Okuyucunun günlüğü için diğer yeniden anlatımlar ve incelemeler

  • Özet Gogol Palto

    Ana karakter - Akaki Akakievich'in ceketi yırtıldı, artık restore edilemez, bu yüzden yenisini dikmesi gerekiyor. Yiyecek, mum ve çarşaflardan tasarruf ederken buna yaklaşık kırk ruble harcıyor.

  • Platonov İnek Özeti

    Bu hikaye kibar ve çalışkan bir okul çocuğu Vasya Rubtsov hakkında. Oğlan okula gitmeyi sever, zevkle kitap okur ve bu dünyaya katkıda bulunmak isterdi. Babası ve annesiyle yaşıyordu

  • Özet Astafiev Lyudochka

    Yazar bir şirkette otururken ve bir hikaye duyduğunda, yaklaşık 15 yaşındaydı ve bu on beş yıl boyunca bu hikaye kalbinde yaşıyor, bunun neden olduğunu kendisi anlamıyor.
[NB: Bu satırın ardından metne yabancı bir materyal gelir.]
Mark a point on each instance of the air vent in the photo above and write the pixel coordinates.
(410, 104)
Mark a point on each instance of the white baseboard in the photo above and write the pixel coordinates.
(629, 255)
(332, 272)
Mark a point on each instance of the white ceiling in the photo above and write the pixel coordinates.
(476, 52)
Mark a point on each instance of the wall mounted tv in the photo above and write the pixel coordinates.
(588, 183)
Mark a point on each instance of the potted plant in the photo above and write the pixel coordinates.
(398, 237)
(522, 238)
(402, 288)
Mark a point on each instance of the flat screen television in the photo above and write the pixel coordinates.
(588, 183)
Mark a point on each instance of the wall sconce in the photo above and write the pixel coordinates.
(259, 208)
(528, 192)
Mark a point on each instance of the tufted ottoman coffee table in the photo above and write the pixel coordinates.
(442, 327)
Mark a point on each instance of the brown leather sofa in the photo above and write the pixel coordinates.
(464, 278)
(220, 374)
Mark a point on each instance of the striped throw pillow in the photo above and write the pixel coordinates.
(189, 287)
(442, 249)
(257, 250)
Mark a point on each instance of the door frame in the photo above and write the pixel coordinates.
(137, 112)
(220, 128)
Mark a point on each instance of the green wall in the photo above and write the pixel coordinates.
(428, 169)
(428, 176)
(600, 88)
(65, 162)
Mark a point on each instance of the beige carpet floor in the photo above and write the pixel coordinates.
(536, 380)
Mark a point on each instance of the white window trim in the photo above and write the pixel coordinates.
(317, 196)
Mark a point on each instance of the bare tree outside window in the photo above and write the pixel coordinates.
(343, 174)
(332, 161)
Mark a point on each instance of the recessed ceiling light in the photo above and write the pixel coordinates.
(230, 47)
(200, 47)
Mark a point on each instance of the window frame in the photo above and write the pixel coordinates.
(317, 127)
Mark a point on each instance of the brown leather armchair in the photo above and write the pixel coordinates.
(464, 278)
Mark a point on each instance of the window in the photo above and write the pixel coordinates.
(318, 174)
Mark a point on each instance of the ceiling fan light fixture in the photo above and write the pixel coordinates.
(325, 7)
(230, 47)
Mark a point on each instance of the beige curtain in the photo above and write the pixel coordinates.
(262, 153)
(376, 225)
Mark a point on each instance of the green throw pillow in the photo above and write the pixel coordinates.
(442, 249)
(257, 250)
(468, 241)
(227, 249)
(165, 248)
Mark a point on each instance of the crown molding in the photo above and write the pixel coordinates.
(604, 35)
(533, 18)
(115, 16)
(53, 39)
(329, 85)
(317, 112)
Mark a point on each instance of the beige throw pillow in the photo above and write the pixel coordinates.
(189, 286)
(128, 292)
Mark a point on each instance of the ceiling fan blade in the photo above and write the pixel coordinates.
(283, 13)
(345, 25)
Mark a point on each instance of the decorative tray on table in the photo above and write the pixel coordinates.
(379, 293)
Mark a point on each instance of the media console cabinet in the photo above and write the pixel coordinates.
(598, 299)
Kahramanın adı Lyudochka'ydı, ailesi sıradan insanlardı.

  • Özet Puşkin Mozart ve Salieri

    Bir besteci olan Salieri, sanat aşkıyla doğduğunu ve org çalmaktan keyif aldığını hatırlatarak sık sık hayatından şikayet ediyor. Bundan sonra, özenle çalışmaya ve uygulamaya başladı. Yıllarca süren gayretten sonra, yine de yeteneğiyle fark edildi ve tanındı.

  • Cooper Prairie'nin Özeti

    Fenimore Cooper'ın romanı "Prairie", Amerikan klasiğinin Amerika yerlilerinin beyazlar tarafından kanlı fethi hakkındaki çalışmalarının son kısmı.